Naturerlebnis
Wasser - Paradies
- hochgeladen von Silke Dokter
Sonntagvormittag, klare Luft, blauer Himmel, Sonnenschein, Stille, die Fahrt kann beginnen, mit dem Kahn durch die zahlreichen Wasserarme und Kanäle, durch den Hochwälder Spreewald.
Mit viel Geschick steuert unser Kapitän den Kahn um enge Kurven und oft können wir sogar das Ufer berühren, so schmal sind mitunter die Wasserwege.

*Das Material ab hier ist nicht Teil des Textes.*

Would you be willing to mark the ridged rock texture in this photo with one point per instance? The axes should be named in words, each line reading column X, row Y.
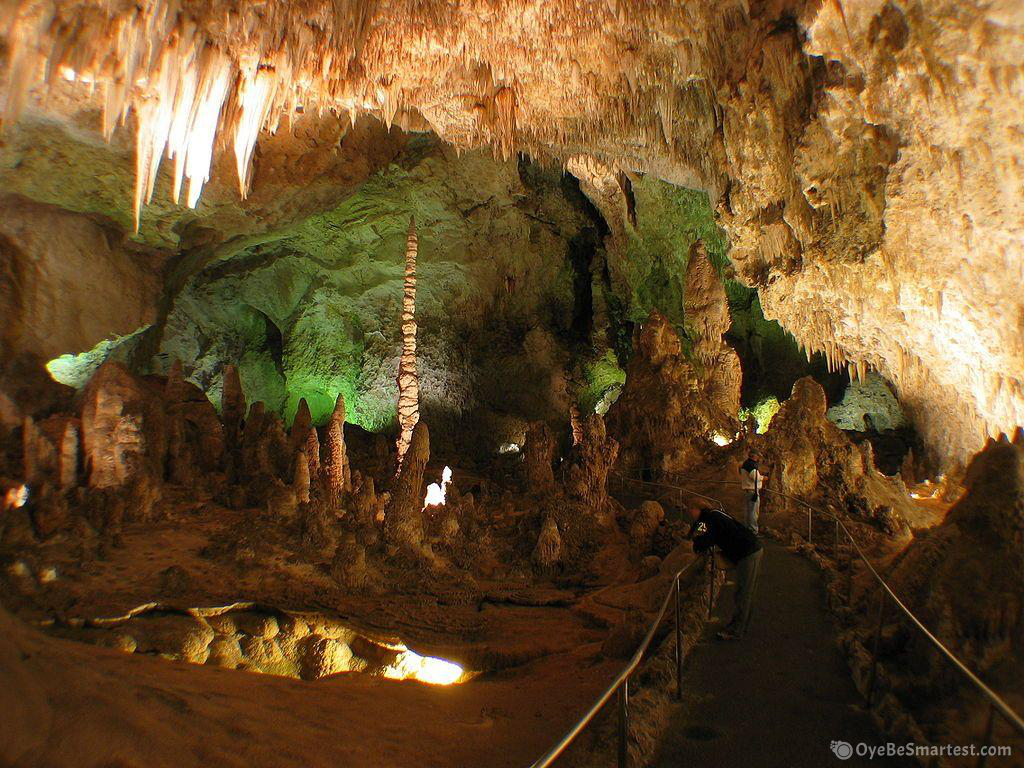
column 409, row 379
column 864, row 156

Die Fahrgäste genießen still die Fahrt und alle lauschen wir dem Gesang der Vögel, die für das Frühlingskonzert recht fleißig proben und der Schwarzspecht, der klopft den Takt dazu.
Am Uferrand regen moosbewachsene Wurzeln und Baumstämme die Fantasie an und nehmen uns mit in das Reich der Märchen.
Alte Bäume ragen kerzengerade in den Frühlingshimmel, andere haben den Überlebungskampf aufgegeben und neigen sich der Erde zu.
Vom Kahnkapitän erfahren wir, dass man diesen Wald in bestimmte Lebensräume eingeteilt hat.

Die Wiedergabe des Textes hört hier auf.